La polemica

Forza Italia chiede un segnale forte sul tema sicurezza al sindaco Honsell

Tanzi e Vuerli intervengono dopo l'episodio di violenza dei due afghani in Borgo Stazione. Per i due consiglieri la maggioranza ha «sottovalutato i problemi di Borgo stazione»

Un'immagine di Borgo Stazione (© Diario di Udine)

UDINE - «Dopo l’increscioso fatto di cronaca con protagonisti i due profughi afgani che, neanche dovevano essere a Udine, il sindaco Honsell in qualità di Ufficiale di governo e di responsabile della sicurezza in città dia un segnale forte, altrimenti Borgo stazione in primis, ma anche nel resto della città, si rischia di scatenare una vera lotta tra bande ed etnie di profughi e stranieri». La richiesta arriva dai consiglieri comunali di Forza Italia, Vincenzo Tanzi e Maurizio Vuerli.

«Quello che successo è intollerabile – aggiungono i due forzisti – non ci sono parole per poterlo descrivere.
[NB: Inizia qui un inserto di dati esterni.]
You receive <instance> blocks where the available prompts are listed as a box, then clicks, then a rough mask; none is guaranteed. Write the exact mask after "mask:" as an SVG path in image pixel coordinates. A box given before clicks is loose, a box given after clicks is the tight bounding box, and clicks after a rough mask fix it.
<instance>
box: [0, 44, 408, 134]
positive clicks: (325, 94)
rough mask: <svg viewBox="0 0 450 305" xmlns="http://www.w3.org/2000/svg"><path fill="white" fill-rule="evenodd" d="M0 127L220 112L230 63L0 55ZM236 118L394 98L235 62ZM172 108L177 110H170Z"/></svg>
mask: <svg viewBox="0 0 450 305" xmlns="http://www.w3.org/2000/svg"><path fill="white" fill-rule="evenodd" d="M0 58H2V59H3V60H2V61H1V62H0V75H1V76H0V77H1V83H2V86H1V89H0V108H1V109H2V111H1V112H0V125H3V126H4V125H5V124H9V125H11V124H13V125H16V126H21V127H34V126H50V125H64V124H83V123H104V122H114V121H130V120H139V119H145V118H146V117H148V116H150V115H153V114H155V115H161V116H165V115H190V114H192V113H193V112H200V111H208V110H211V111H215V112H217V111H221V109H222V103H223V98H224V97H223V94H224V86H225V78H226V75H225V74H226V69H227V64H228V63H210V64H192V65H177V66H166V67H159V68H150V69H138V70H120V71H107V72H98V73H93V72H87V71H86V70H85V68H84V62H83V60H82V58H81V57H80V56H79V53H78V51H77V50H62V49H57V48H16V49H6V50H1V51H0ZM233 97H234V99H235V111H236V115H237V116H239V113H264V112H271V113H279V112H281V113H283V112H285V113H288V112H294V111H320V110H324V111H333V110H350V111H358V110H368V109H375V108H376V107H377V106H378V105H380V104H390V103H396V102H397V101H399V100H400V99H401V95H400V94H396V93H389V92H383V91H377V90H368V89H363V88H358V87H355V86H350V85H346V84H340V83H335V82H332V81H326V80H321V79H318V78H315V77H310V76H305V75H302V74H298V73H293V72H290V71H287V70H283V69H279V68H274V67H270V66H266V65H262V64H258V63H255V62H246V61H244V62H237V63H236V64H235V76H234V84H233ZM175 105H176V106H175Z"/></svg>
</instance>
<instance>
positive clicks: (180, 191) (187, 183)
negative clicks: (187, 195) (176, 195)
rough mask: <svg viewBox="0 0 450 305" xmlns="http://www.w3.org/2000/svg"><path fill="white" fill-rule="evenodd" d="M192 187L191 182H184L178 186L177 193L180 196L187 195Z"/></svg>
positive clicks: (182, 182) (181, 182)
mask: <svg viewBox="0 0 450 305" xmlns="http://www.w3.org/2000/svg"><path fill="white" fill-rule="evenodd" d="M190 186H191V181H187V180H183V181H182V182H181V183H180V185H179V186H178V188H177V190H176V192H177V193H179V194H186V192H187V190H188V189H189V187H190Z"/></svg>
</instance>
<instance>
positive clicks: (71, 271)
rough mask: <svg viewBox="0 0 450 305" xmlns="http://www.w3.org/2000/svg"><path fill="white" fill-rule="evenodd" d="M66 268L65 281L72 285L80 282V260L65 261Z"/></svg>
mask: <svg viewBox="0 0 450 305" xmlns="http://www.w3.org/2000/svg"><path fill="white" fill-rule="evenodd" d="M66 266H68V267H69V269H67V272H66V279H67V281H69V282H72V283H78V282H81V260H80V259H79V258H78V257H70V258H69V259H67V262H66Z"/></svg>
Forza Italia porta la solidarietà a quanti sono stati oggetto di calci e pugni e a tutti i residenti del quartiere. Mille volte abbiamo ripetuto che tutta la zona da anni è messa a ferro e fuoco ogni giorno, nulla è valso e nulla è stato fatto dal sindaco Honsell in modo serio e definitivo per dare un segnale tangibile di presenza e di legalità».
Per Tanzi e Vuerli la maggioranza a palazzo D’Aronco ha «sottovalutato i problemi di Borgo stazione, cercando di annacquare gli episodi ogni qualvolta che la cronaca li mostrava a gli occhi di tutti».

«Se gli atti compiuti dai profughi sono inammissibili – concludono i due consiglieri di Forza Italia – l’immobilismo dell’amministrazione comunale è inconcepibile, dopo anni e anni ancora non si sono resi conto che Borgo stazione è diventato un ricettacolo di malviventi, la gente comune sta scappando via e tutta la zona è una polveriera a orologeria pronta a detonare».